The SEO world is in topsy-turvy again when Google recently sent out tons of new link warnings to websites. This is what the email says:
“Dear site owner or webmaster of….We’ve detected that some of your site’s pages may be using techniques that are outside Google’s Webmaster Guidelines. Specifically, look for possibly artificial or unnatural links pointing to your site that could be intended to manipulate PageRank. Examples of unnatural linking could include buying links to pass PageRank or participating in link schemes. We encourage you to make changes to your site so that it meets our quality guidelines. Once you’ve made these changes, please submit your site for reconsideration in Google’s search results. If you find unnatural links to your site that you are unable to control or remove, please provide the details in your reconsideration request. If you have any questions about how to resolve this issue, please see our Webmaster Help Forum for support.
Sincerely, Google Search Quality Team”
But then Google’s Matt Cutts posted this on his Google+ on July 21 to explain the strange warning:
“If you received a message yesterday about unnatural links to your site, don’t panic. In the past, these messages were sent when we took action on a site as a whole. Yesterday, we took another step towards more transparency and began sending messages when we distrust some individual links to a site. While it’s possible for this to indicate potential spammy activity by the site, it can also have innocent reasons. For example, we may take this kind of targeted action to distrust hacked links pointing to an innocent site. The innocent site will get the message as we move towards more transparency, but it’s not necessarily something that you automatically need to worry about.”
This is now confusing the world of SEO. Was it a penalty? A warning? Or just a way to ward off hackers who hooked on innocent sites?
While we’re waiting for more explanations, let’s take a look at the timeline of Google’s Algorithm updates so far.
Link Warnings – July 19, 2012
The email above was dispatched to a lot of websites warning about unnatural links but announced later there is nothing to worry about.
Panda 3.8 – June 25, 2012
A small ripple in the Panda update, it contained no algorithm changes but just revisions on the data.
Panda 3.7 – June 8, 2012
Announced as just a small update that would barely affect 1% of queries but in truth it made more impression than Panda 3.5 and 3.6.
May 39 – Pack – June 7, 2012
It was a busy month for Google as they came out with 39 updates on Panda and Penguin in May. This includes better link-scheme detection, changes to title/snippet rewriting and updates on Google News.
Penguin 1.1 – May 25
Penguin algorithm was updated for the first time, extending its work outside of the main search index.
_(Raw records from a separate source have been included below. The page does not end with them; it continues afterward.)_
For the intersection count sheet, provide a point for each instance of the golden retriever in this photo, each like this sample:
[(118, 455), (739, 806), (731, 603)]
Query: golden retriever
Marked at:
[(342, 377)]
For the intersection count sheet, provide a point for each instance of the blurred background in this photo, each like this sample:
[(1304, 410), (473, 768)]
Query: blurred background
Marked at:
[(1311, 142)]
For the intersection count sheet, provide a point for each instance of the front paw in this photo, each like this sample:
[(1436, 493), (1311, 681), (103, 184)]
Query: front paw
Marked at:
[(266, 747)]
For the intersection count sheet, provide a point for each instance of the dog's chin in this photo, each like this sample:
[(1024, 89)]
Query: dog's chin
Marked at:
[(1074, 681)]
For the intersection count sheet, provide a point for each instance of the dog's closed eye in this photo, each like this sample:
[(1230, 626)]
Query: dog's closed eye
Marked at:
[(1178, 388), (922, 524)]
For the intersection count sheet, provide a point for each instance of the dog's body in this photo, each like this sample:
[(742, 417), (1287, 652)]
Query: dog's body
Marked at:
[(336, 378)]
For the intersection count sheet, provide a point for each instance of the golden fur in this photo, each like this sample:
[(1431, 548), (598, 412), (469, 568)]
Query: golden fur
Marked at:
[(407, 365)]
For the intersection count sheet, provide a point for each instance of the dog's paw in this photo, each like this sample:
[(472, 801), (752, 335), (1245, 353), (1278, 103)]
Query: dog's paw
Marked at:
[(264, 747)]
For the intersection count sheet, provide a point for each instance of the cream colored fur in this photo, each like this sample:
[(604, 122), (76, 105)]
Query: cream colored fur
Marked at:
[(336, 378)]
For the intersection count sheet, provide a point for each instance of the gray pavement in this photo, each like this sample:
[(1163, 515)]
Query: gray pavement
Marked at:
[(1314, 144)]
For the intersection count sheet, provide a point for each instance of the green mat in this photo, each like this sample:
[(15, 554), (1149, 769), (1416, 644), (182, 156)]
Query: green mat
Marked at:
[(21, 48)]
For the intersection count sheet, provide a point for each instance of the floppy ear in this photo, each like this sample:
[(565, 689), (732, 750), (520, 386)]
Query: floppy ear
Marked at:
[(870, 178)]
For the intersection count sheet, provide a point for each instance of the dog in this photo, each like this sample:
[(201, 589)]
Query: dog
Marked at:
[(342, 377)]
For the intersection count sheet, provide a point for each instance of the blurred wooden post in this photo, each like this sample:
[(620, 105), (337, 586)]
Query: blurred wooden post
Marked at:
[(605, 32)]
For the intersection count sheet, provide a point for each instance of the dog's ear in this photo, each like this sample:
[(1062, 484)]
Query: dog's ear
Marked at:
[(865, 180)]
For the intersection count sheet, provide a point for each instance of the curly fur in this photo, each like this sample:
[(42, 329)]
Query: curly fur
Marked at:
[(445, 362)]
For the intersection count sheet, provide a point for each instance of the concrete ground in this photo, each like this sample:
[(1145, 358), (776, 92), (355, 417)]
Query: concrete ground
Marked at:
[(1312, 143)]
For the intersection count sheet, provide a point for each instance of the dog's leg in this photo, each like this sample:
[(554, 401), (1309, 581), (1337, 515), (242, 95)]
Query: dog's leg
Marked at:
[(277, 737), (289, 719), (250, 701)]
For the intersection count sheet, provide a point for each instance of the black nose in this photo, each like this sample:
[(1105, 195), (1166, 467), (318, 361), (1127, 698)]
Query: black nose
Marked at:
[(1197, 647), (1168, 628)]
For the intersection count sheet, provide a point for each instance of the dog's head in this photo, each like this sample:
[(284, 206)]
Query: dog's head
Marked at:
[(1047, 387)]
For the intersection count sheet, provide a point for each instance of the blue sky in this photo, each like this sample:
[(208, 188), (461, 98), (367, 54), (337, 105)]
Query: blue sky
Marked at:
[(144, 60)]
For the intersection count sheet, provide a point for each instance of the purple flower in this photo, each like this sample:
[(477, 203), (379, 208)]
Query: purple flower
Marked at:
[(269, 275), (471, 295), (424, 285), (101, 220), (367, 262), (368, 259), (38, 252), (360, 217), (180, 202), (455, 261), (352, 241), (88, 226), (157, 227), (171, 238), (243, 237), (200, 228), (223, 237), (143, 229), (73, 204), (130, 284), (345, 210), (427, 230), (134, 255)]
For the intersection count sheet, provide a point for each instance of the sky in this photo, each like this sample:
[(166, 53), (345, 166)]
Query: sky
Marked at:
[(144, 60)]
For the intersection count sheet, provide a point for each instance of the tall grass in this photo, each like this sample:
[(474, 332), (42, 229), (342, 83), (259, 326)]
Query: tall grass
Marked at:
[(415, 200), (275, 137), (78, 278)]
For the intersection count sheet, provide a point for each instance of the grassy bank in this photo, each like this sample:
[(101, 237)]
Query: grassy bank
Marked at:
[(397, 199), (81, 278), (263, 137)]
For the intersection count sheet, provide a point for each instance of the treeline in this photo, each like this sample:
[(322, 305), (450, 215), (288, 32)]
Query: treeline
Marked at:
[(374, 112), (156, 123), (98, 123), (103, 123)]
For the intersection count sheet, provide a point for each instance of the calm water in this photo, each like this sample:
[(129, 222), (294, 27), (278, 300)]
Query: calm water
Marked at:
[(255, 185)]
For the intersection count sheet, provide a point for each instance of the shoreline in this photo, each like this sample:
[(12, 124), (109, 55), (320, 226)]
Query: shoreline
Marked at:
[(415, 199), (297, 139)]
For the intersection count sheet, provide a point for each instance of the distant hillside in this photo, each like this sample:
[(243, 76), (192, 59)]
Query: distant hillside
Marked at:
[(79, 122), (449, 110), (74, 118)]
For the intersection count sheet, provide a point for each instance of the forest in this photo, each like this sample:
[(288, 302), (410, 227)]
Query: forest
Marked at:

Knowledge Graph – May 16, 2012
The latest addition to Google, it’s SERP-centric. As Google describes it, “The Knowledge Graph enables you to search for things, people or places that Google knows about—landmarks, celebrities, cities, sports teams, buildings, geographical features, movies, celestial objects, works of art and more—and instantly get information that’s relevant to your query.”
Penguin – April 24, 2012
Originally called Webspam update, the Penguin is another cute animal that has serious intents and created heavy impact on the SEO world. It’s also called Panda’s stricter sister. It has to do with penalties on over-optimization and adjusts spam factors like keyword stuffing.
Parked Domain Bug – April 16, 2012
Ranking goes awry on account of a bug named Parked Domain.
Venice – February 27, 2012
Google tightens ship with Venice, which targets local searches.
Ads Above The Fold – January 19, 2012
This penalizes sites that had too much ad-space.
Panda 3.1 – November 18, 2011
This is when Google entered a phase that was called “Panda Flux” where more and more updates were rolled out.
The Update – November 3, 2011
This is the biggest update Google has done and has changed the landscape of SEO. It hit a whopping 35% of queries and released a guideline that fresh content will be prioritized over content that has no time relevance.
Panda 2.5 – September 28, 2011
What was supposed to be a small ripple affected sites that as reported created “large scale losses.”
Panda 2.4 – August 12, 2011
This is when Panda goes global to English and non-English searches save for Chinese, Japanese and Korean languages.
Google Plus – June 28, 2011
Google releases its answer to Facebook with Google Plus or Google+. Within 2 weeks the social media network reached 10 million users.
Panda – February 23, 2011
Panda is first released into public. It’s a preview of the more massive changes Google is going to do with the SEO industry by targeting bad quality content and shady SEO linking.